Гридасов тактично смолк и разделил скорбь. Друг есть друг. Вместе работали Тренажер, и сесть за него должен был Мареев. Ведь на всех уровнях утвердили! Сам Кириллов — за! И вот… Отвлек, называется! Сморо-озил…

— Какие планы на сегодня? — подсевшим голосом спросил Гридасов. Непринужденно спросил, но голосом подсевшим, который всегда такой, если ждешь момента нарушить молчание, а не просто нарушаешь его по естественности.

— Таньку заберу. Прямо из садика. Нет худа без добра — пораньше заберу, времени теперь…

— А не завозникает? — Гридасов общепринято сложил ладонь рассерженной коброй.

— Еще как! — храбро пожал плечами Мареев.

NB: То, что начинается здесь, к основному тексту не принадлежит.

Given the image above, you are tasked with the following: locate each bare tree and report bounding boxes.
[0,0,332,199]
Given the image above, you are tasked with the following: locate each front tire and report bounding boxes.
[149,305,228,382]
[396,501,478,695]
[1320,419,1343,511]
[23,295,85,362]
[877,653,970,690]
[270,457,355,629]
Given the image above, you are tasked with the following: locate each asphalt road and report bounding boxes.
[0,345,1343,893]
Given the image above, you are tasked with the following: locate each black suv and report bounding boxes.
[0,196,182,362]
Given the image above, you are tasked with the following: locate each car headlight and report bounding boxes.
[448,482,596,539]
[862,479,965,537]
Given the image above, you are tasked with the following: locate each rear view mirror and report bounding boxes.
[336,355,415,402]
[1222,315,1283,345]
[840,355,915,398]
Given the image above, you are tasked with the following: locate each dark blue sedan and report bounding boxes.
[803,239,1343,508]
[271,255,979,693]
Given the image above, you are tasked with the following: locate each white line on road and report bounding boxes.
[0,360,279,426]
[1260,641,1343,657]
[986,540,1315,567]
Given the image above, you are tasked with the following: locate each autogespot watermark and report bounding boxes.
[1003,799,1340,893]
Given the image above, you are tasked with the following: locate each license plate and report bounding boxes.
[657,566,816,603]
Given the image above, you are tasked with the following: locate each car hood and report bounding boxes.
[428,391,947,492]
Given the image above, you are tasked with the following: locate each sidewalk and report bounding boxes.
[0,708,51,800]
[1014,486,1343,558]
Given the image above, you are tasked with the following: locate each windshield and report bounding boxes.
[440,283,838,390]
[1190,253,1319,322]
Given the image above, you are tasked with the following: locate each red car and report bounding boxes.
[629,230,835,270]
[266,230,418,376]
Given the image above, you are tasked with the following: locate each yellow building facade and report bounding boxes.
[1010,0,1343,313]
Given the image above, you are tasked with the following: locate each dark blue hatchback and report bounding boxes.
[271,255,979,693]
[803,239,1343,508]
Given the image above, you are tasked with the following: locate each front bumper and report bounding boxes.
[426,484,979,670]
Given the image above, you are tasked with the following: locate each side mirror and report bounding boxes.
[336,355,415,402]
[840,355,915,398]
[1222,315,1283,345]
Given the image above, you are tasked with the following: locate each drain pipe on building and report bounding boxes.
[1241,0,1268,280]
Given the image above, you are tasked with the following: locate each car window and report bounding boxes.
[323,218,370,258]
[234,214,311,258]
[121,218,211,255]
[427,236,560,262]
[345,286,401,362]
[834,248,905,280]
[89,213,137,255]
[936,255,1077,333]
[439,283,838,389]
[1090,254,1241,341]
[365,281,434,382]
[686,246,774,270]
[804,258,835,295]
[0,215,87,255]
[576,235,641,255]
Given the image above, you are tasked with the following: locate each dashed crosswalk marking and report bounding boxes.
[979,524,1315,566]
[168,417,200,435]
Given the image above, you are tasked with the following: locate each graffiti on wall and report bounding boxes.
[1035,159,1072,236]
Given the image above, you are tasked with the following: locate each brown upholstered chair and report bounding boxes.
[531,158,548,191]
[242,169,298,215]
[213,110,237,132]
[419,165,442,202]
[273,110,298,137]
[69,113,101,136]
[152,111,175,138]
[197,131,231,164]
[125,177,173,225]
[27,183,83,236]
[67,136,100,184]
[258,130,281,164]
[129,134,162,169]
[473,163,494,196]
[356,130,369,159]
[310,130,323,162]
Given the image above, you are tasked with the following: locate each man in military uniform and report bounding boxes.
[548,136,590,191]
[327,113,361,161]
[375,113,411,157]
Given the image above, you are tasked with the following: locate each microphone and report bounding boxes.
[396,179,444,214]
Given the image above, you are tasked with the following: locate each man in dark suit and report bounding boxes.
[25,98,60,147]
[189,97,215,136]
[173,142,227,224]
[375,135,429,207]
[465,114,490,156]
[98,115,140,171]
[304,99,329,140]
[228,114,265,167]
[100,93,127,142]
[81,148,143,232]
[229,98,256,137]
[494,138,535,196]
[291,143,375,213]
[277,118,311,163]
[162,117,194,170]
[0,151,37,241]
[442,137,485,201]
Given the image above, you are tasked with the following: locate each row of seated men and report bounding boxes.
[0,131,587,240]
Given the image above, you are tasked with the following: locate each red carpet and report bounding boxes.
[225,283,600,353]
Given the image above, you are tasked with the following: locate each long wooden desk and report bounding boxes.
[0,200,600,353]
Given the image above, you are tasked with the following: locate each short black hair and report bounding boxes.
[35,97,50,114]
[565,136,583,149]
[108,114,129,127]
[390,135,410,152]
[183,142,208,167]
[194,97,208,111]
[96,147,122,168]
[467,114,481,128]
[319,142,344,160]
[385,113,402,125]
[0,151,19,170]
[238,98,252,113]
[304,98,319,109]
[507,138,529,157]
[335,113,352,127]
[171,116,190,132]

— И правильно! — проявил мужскую солидарность Гридасов. — Я тебе так скажу: Адку вообще давно прищемить пора. Если ты соберешься и напишешь непосредственно на имя…

— Вот только не надо, ладно? — прервал Мареев, поднимаясь. — Хватит, я тебе сколько раз говорил… — невольно проскочила искра жалости к себе, и он потушил ее приятельски-угрожающим: — Но если ты еще раз среди ночи надумаешь шутковать, то — у-у-у!

— В смысле?

— В прямом? По телефону. Как вчера, Ах, не помнишь?! И не делай глазки домиком!

— Я… я тебе не звонил. Кроме шуток. Да не звонил я!!!

— Ротики закрыли на замочки, ключики спрятали в карманчик! — зычно распоряжалась воспитательница из беседки. Этим ее воспитательное действо ограничивалось.

Ребятня верещала, резвилась, рябила.